Wir sind ein paar Jahre weiter in der Zukunft. Eine Partei "Bündnis Besorgter Bürger" ist an der Macht und krempelt den Staat langsam aber sicher um. Und zwar in die nationale Richtung. Die AfD und Alice Weidel lassen grüßen. Hauptfigur ist Britta, sie hat eine nach außen hin honorige Therapie-Praxis namens "Die Brücke". Die kümmert sich um potentielle Selbstmörder.

Ich muss es hier schon verraten: Das große Geld machen Britta und ihr Partner aber mit denen, die man nicht vom Selbstmord abhalten kann. Diese Kandidaten vermitteln sie klammheimlich als Selbstmordattentäter zum Beispiel an militante Umweltschützer oder die Überreste des Islamischen Staats, der nicht klein beigeben will.

Konsequent provokant

"Leere Herzen" ist eben auch Gesellschaftssatire. Das ist konsequent und provokant gedacht von Juli Zeh. Sie spielt durch, wie wir ticken. Da heißt es einmal ganz treffend: Jede Gesellschaft braucht offenbar eine juckende Stelle, um sich gelegentlich ausgiebig zu kratzen. Das ist eben das Bedrohungsgefühl. Es darf nur nicht zu schlimm werden: Anschläge ja, aber nicht zu viele Opfer.
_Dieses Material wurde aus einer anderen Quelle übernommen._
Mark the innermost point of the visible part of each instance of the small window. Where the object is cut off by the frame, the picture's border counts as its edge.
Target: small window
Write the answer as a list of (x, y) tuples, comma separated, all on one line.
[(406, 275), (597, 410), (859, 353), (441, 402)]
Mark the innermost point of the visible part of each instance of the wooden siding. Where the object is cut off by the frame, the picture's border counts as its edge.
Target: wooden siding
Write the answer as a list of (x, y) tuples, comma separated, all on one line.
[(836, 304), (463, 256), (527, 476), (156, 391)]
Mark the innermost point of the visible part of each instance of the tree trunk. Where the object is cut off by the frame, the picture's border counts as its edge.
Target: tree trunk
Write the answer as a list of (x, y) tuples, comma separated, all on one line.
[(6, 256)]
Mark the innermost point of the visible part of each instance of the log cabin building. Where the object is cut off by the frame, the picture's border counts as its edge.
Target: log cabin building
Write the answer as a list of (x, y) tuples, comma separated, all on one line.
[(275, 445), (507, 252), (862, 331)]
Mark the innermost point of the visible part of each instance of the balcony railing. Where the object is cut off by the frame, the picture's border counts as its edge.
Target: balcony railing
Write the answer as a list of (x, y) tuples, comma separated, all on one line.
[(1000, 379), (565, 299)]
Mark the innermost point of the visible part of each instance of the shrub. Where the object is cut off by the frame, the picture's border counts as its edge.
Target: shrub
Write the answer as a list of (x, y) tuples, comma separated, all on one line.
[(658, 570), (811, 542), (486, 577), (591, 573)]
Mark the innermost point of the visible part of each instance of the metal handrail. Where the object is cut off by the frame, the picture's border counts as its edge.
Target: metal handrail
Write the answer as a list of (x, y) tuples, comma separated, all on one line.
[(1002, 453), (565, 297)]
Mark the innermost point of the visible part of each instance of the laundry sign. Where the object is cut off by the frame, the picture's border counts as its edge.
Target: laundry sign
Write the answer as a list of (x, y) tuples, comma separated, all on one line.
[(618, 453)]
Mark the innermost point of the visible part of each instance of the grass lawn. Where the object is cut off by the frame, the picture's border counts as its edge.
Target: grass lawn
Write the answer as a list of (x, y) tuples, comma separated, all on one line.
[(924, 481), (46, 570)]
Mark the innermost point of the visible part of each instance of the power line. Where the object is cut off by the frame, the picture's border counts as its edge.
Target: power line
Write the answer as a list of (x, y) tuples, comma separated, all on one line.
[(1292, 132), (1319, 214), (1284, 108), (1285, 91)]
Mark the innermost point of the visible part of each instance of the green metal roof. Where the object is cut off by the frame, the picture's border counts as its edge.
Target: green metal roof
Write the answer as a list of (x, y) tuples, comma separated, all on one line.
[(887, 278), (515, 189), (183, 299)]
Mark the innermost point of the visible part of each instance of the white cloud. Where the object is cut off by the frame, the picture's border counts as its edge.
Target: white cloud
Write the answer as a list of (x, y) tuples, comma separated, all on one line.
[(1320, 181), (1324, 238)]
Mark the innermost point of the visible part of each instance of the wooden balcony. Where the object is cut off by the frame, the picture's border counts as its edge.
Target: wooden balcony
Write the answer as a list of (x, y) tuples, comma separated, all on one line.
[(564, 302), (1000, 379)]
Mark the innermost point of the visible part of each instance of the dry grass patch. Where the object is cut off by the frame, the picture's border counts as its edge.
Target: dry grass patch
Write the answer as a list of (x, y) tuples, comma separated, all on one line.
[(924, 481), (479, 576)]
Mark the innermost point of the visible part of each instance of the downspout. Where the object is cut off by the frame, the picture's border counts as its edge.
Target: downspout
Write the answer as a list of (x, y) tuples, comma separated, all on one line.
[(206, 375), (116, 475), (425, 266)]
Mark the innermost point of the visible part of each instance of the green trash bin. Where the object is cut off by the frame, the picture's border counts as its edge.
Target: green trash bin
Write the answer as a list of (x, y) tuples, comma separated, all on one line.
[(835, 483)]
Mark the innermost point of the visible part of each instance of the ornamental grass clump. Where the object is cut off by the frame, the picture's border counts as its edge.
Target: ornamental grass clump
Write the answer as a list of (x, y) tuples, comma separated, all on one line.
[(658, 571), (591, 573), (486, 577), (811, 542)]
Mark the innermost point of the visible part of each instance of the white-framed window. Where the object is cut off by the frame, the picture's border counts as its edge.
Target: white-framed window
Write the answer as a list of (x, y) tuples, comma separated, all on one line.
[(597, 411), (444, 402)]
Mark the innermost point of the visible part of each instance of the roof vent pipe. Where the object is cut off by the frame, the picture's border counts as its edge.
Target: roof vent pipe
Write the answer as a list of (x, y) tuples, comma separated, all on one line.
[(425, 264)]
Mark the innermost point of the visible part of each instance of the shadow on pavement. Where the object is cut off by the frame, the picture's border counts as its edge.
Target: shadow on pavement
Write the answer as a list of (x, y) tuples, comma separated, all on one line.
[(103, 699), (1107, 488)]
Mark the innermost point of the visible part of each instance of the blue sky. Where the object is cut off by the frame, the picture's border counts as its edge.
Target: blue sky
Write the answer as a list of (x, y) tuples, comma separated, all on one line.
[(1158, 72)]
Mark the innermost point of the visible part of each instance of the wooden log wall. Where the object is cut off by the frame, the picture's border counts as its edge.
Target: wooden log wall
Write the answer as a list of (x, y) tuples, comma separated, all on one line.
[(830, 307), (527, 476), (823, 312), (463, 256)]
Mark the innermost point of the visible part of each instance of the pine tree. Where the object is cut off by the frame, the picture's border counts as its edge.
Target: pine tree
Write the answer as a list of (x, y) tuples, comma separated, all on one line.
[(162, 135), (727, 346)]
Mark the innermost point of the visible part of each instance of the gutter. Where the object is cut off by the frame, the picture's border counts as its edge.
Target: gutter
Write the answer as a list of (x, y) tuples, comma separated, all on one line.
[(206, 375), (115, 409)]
Richtig dramatisch wird es, als die "Brücke" Konkurrenz bekommt von einer Gruppe, die es wirklich ernst meint.

Bei der Lektüre von "Leere Herzen" kommt man wirklich ins Nachdenken darüber, ob sich bei uns nicht zu viele eingerichtet haben in selbst gebastelten Idyllen mit der Haltung: "Ach, ist doch egal, machen kann man eh nichts". Also: Daumen mehr als hoch!